Single-cell RNA-sequencing (scRNA-Seq) is widely used to reveal the heterogeneity and dynamics of tissues, organisms, and complex diseases, but its analyses still suffer from multiple grand challenges, including the sequencing sparsity and complex differential patterns in gene expression. University of Missouri researchers introduce the scGNN (single-cell graph neural network) to provide a hypothesis-free deep learning framework for scRNA-Seq analyses. This framework formulates and aggregates cell-cell relationships with graph neural networks and models heterogeneous gene expression patterns using a left-truncated mixture Gaussian model. scGNN integrates three iterative multi-modal autoencoders and outperforms existing tools for gene imputation and cell clustering on four benchmark scRNA-Seq datasets. In an Alzheimer’s disease study with 13,214 single nuclei from postmortem brain tissues, scGNN successfully illustrated disease-related neural development and the differential mechanism. scGNN provides an effective representation of gene expression and cell-cell relationships.
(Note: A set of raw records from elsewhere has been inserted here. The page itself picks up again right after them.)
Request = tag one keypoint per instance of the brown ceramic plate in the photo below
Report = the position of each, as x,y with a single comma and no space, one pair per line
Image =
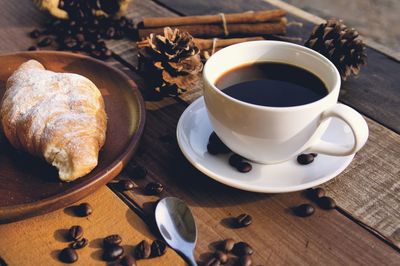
28,185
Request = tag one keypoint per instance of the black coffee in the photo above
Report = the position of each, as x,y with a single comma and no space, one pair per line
272,84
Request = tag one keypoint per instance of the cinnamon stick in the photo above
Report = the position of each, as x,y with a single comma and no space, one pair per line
235,18
245,29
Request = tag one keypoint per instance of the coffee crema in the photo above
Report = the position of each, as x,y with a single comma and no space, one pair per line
272,84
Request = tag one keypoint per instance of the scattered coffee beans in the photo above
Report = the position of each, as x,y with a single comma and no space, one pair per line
242,249
78,244
68,255
112,240
153,188
244,220
326,203
158,248
142,250
126,184
304,210
112,253
305,158
75,232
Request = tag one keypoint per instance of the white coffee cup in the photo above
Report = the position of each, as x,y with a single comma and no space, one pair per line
275,134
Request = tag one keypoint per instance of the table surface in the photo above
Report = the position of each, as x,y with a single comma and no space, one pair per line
364,229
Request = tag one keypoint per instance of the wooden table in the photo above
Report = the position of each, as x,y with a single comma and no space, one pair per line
364,229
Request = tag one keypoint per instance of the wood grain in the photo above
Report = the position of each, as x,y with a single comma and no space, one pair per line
38,240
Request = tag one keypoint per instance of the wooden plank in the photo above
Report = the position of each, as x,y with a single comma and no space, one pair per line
38,240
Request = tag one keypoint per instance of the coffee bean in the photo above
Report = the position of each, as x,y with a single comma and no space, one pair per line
84,209
75,232
326,203
128,261
153,188
245,261
221,256
242,249
142,250
126,184
305,158
304,210
78,244
112,253
228,244
68,255
34,34
45,42
244,167
244,220
158,248
213,262
112,240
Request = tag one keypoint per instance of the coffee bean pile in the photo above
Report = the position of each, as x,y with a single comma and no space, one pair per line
216,146
240,252
317,195
83,30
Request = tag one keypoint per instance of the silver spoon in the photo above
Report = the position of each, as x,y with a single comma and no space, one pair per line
176,224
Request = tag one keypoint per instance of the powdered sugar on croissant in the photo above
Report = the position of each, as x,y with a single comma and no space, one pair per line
58,116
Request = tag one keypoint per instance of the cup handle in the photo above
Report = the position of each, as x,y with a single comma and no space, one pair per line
357,124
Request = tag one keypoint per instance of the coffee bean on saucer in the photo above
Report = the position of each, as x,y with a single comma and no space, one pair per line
126,184
242,249
68,255
304,210
153,188
112,240
112,253
78,244
244,167
326,203
305,158
75,232
142,250
228,244
245,261
158,248
244,220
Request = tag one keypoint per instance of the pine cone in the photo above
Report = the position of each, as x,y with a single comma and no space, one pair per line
172,60
341,45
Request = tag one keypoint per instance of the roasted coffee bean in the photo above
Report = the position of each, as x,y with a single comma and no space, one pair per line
112,253
128,261
244,220
213,262
142,250
68,255
78,244
242,249
305,158
245,261
84,209
228,244
75,232
304,210
153,188
326,203
112,240
244,167
46,41
158,248
221,256
126,184
34,34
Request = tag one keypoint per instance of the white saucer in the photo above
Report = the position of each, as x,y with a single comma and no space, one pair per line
194,129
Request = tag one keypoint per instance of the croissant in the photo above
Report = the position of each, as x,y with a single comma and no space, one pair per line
58,116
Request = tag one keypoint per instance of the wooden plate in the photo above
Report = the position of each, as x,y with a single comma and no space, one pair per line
28,185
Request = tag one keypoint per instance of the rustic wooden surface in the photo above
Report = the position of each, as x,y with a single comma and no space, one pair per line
279,237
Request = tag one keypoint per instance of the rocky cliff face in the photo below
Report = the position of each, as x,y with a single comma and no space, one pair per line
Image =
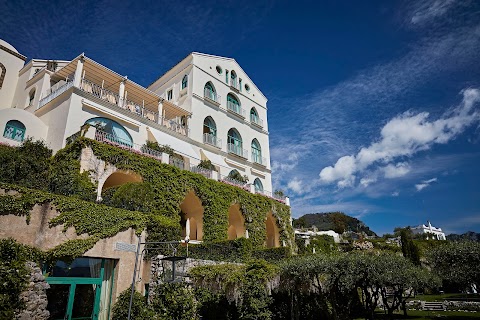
35,296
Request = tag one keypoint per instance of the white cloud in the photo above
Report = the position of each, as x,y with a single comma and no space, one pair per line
428,10
424,184
398,170
295,185
403,136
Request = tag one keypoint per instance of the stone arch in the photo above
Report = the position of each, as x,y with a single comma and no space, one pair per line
192,210
112,177
3,71
236,223
273,234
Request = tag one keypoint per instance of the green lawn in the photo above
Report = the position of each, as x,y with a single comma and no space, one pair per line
449,315
441,297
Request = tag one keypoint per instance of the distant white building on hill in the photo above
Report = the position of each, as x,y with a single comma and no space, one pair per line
307,234
432,232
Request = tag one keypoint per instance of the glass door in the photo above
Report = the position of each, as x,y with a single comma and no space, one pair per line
76,289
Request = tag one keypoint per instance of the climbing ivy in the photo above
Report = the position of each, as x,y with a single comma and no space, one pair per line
170,185
163,189
95,221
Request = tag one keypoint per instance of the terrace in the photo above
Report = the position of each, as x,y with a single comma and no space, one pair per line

It is also a powerful framework that can be applied to general scRNA-Seq analyses.
The architecture of scGNN
It takes the gene expression matrix generated from scRNA-Seq as the input. LTMG can translate the input gene expression data into a discretized regulatory signal as the regularizer for the feature autoencoder. The feature autoencoder learns a dimensional representation of the input as embedding, upon which a cell graph is constructed and pruned. The graph autoencoder learns a topological graph embedding of the cell graph, which is used for cell-type clustering. The cells in each cell type have an individual cluster autoencoder to reconstruct gene expression values. The framework treats the reconstructed expression as a new input iteratively until converging. Finally, the imputed gene expression values are obtained by the feature autoencoder regularized by the cell–cell relationships in the learned cell graph on the original pre-processed raw expression matrix through the imputation autoencoder. LTMG is abbreviated for the left-truncated mixed Gaussian model.